Optimizing Mobileye’s REM™ with AWS Graviton: A focus on ML inference and Triton integration

This post is written by Chaim Rand, Principal Engineer, Pini Reisman, Software Senior Principal Engineer, and Eliyah Weinberg, Performance and Technology Innovation Engineer, at Mobileye. The Mobileye team would like to thank Sunita Nadampalli and Guy Almog from AWS for their contributions to this solution and this post.

Mobileye is driving the global evolution toward smarter, safer mobility by combining pioneering AI, extensive real-world experience, a practical vision for the advanced driving systems of today, and the autonomous mobility of tomorrow. Road Experience Management™ (REM™) is a crucial component of Mobileye’s autonomous driving ecosystem. REM™ is responsible for creating and maintaining highly accurate, crowdsourced high-definition (HD) maps of road networks worldwide. These maps are essential for:

  • Precise vehicle localization
  • Real-time navigation
  • Identifying changes in road conditions
  • Enhancing overall autonomous driving capabilities

Mobileye Road Experience Management (REM)™ (Source: https://www.mobileye.com/technology/rem/)

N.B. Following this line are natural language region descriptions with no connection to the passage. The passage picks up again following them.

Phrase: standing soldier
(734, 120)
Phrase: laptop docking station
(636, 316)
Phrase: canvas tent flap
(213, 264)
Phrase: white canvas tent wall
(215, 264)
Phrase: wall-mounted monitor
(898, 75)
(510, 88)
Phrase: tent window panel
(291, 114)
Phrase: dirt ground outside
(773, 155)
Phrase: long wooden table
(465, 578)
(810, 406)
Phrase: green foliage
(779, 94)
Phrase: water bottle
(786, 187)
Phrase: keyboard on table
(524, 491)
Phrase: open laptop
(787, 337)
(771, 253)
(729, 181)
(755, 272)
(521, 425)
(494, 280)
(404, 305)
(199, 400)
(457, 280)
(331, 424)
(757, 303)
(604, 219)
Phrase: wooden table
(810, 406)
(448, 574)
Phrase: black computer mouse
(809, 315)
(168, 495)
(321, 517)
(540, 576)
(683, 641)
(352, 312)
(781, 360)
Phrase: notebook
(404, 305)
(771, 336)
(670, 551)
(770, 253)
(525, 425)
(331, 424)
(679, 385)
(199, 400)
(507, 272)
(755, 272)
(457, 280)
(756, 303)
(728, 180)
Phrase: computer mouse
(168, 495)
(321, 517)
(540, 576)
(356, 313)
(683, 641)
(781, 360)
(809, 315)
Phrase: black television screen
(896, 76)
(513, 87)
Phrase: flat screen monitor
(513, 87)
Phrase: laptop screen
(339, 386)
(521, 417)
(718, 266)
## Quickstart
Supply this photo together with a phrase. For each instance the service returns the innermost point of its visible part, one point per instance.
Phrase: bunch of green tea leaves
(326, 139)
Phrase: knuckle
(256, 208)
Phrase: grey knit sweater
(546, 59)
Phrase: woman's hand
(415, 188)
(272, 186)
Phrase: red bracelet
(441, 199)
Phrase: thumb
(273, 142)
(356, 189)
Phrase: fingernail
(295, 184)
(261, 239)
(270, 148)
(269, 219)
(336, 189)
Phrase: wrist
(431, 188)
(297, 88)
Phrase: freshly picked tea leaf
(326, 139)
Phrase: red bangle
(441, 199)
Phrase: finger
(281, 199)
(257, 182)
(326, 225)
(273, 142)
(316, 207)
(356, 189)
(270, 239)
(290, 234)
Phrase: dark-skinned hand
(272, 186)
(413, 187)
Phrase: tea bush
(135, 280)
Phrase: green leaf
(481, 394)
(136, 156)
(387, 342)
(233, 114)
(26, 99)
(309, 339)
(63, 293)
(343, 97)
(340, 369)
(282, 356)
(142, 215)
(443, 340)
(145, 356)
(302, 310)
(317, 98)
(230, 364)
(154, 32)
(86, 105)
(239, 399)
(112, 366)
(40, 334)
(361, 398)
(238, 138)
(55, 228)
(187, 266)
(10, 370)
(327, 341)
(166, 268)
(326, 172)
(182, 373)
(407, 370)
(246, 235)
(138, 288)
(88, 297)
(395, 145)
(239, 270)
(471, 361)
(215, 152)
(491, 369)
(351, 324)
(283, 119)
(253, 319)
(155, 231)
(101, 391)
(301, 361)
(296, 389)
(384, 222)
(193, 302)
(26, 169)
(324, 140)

Map generation is a continuous process that requires collecting and processing data from millions of vehicles equipped with Mobileye technology, making it a computationally intensive operation that requires efficient and scalable solutions.

In this post, we focus on one portion of the REM™ system: the automatic identification of changes to the road structure which we will refer to as Change Detection. We will share our journey of architecting and deploying a solution for Change Detection, the core of which is a deep learning model called CDNet. We will cover the following points:

  1. The tradeoff between running on GPU compared to CPU, and why our current solution runs on CPU.
  2. The impact of using a model inference server, specifically Triton Inference Server.
  3. Running the Change Detection pipeline on AWS Graviton based Amazon Elastic Compute Cloud (Amazon EC2) instances and its impact on deployment flexibility, ultimately resulting more than a 2x improvement in throughput.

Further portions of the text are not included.